“Jerry,” said the major, “wait on Captain McBane.”
“Yas, suh,” responded Jerry, turning toward the captain, whose eye he carefully avoided meeting directly.
“Take that half a dollar, boy,” ordered McBane, “an’ go ’cross the street to Mr. Sykes’s, and tell him to send me three whiskies. Bring back the change, and make has’e.”
The captain tossed the half dollar at Jerry, who, looking to one side, of course missed it. He picked the money up, however, and backed out of the room. Jerry did not like Captain McBane, to begin with, and it was clear that the captain was no gentleman, or he would not have thrown the money at him. Considering the source, Jerry might have overlooked this discourtesy had it not been coupled with the remark about the change, which seemed to him in very poor taste.
Returning in a few minutes with three glasses on a tray, he passed them round, handed Captain McBane his change, and retired to the hall.
“Gentlemen,” exclaimed the captain, lifting his glass, “I propose a toast: ‘No nigger domination.’”
“Amen!” said the others, and three glasses were solemnly drained.
“Major,” observed the general, smacking his lips, “I should like to use Jerry for a moment, if you will permit me.”
Jerry appeared promptly at the sound of the bell. He had remained conveniently near,—calls of this sort were apt to come in sequence.
“Jerry,” said the general, handing Jerry half a dollar, “go over to Mr. Brown’s,—I get my liquor there,—and tell them to send me three glasses of my special mixture. And, Jerry,—you may keep the change!”
“Thank y’, gin’l, thank y’, marster,” replied Jerry, with unctuous gratitude, bending almost double as he backed out of the room.

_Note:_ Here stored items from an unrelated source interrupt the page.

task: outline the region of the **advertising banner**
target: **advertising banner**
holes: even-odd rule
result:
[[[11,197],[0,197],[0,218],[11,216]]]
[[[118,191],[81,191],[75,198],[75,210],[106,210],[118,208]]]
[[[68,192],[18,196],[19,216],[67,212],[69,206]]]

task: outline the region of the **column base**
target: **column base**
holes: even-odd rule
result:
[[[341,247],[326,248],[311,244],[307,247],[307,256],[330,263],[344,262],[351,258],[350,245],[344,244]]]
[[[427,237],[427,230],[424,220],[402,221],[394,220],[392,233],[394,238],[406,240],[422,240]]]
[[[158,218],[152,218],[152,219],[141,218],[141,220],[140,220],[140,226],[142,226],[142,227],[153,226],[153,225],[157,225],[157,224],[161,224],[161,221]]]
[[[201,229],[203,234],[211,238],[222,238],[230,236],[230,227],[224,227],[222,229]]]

“Dat’s a gent’eman, a rale ole-time gent’eman,” he said to himself when he had closed the door. “But dere’s somethin’ gwine on in dere,—dere sho’ is! ‘No nigger damnation!’ Dat soun’s all right,—I’m sho’ dere ain’ no nigger I knows w’at wants damnation, do’ dere’s lots of ’em w’at deserves it; but ef dat one-eyed Cap’n McBane got anything ter do wid it, w’atever it is, it don’ mean no good fer de niggers,—damnation’d be better fer ’em dan dat Cap’n McBane! He looks at a nigger lack he could jes’ eat ’im alive.”

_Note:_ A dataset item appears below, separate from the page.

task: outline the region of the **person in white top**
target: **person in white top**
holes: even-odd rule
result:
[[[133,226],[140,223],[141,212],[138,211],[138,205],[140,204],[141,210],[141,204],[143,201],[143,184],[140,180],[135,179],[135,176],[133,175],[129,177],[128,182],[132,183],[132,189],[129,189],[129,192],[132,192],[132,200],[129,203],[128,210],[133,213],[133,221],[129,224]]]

“This mixture, gentlemen,” observed the general when Jerry had returned with the glasses, “was originally compounded by no less a person than the great John C. Calhoun himself, who confided the recipe to my father over the convivial board. In this nectar of the gods, gentlemen, I drink with you to ‘White Supremacy!’”
“White Supremacy everywhere!” added McBane with fervor.
“Now and forever!” concluded Carteret solemnly.
When the visitors, half an hour later, had taken their departure, Carteret, inspired by the theme, and in less degree by the famous mixture of the immortal Calhoun, turned to his desk and finished, at a white heat, his famous editorial in which he sounded the tocsin of a new crusade.